Lynley notó que los dedos de Helen se tensaban sobre los suyos.

– Pero si denuncias a Chris Faraday al encargado de investigar los rescates… Tommy, la chica se quedará sin nadie. Tendrá que ir a un hospital, o a un asilo. Todo esto, lo que le has pedido que hiciera, no servirá de nada.

– Servirá para entregar un criminal a la justicia, Helen. Es bastante más que nada.

No la estaba mirando, pero intuyó que estaba escudriñando su rostro, que intentaba leer lo que delataba su expresión para conocer sus intenciones.
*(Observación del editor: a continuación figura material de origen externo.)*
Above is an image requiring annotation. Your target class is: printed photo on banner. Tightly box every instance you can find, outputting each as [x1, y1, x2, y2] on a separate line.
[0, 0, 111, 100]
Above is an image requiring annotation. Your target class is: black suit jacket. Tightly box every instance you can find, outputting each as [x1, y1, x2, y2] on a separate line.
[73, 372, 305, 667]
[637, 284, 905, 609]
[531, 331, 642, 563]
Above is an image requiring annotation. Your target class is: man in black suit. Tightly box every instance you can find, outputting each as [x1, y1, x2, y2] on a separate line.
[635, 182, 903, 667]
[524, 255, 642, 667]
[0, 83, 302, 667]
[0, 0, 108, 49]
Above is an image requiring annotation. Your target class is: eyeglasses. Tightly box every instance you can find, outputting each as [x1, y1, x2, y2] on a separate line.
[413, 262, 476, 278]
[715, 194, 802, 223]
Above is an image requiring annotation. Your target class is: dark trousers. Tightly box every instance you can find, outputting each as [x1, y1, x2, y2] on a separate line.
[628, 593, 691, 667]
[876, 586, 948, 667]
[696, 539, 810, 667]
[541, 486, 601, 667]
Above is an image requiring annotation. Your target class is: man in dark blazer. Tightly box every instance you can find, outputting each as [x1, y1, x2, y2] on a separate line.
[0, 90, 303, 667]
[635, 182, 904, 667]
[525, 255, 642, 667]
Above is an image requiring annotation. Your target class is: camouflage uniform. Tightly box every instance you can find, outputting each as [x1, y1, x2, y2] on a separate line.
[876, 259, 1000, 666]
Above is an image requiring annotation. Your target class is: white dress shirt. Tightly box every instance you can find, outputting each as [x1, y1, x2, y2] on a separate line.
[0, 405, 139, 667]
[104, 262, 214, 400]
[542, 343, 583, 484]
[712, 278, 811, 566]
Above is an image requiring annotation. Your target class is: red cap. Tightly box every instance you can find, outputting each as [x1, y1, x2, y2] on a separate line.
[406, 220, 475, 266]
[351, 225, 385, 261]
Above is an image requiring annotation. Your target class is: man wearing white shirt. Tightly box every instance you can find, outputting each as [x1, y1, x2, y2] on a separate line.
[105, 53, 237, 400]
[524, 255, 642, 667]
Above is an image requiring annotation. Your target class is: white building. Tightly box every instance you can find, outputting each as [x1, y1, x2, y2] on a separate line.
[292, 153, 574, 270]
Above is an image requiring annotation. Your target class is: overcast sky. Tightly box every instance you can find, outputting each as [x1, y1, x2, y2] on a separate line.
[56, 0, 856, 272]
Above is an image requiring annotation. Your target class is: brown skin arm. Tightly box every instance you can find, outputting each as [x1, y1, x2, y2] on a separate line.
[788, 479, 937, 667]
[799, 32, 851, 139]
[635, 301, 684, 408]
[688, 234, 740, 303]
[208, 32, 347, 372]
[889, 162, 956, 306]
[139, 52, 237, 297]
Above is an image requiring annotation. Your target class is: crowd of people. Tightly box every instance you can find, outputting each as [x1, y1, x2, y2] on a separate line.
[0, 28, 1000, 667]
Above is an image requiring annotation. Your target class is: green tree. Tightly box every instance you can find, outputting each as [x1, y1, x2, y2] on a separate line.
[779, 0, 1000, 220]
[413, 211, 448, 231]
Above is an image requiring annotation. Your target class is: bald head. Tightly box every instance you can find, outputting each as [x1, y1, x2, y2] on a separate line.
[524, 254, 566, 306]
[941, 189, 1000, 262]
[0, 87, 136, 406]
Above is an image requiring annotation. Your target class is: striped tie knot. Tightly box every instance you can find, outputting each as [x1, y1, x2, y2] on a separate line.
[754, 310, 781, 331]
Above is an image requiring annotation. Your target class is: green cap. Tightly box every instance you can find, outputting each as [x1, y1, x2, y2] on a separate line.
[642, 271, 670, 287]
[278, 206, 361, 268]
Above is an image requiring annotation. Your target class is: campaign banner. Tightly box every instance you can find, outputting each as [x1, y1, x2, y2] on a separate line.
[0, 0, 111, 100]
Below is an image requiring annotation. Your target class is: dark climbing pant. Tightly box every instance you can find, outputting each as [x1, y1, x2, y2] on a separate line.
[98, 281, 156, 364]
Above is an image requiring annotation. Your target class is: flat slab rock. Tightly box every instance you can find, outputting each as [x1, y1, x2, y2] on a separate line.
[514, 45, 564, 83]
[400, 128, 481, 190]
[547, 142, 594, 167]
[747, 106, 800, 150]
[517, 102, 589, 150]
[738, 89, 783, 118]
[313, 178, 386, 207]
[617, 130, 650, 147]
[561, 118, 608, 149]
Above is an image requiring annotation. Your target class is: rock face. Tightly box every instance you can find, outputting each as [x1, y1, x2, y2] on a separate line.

Que ni siquiera él conocía. Ahora no. Aún no.

Me gustan las cosas sencillas, pensó. Las quiero claras y concisas. Quiero trazar líneas que nadie piense en cruzar. Quiero que una obra termine cuando, a veces, solo es un entreacto. Esa es la miseria de mi vida. La miseria que siempre ha sido mi maldición.

Decida, inspector. Casi podía oír la voz de Olivia. Decida. Decida. Y después, viva con esa decisión. Como yo.

Sí, pensó Lynley. De alguna forma, le debía eso. Le debía soportar el peso de la elección, el peso de la conciencia, la certeza eterna de la responsabilidad.

– Esto es una investigación por homicidio -dijo por fin en respuesta a la pregunta de Helen-. Así empezó. Y así terminará.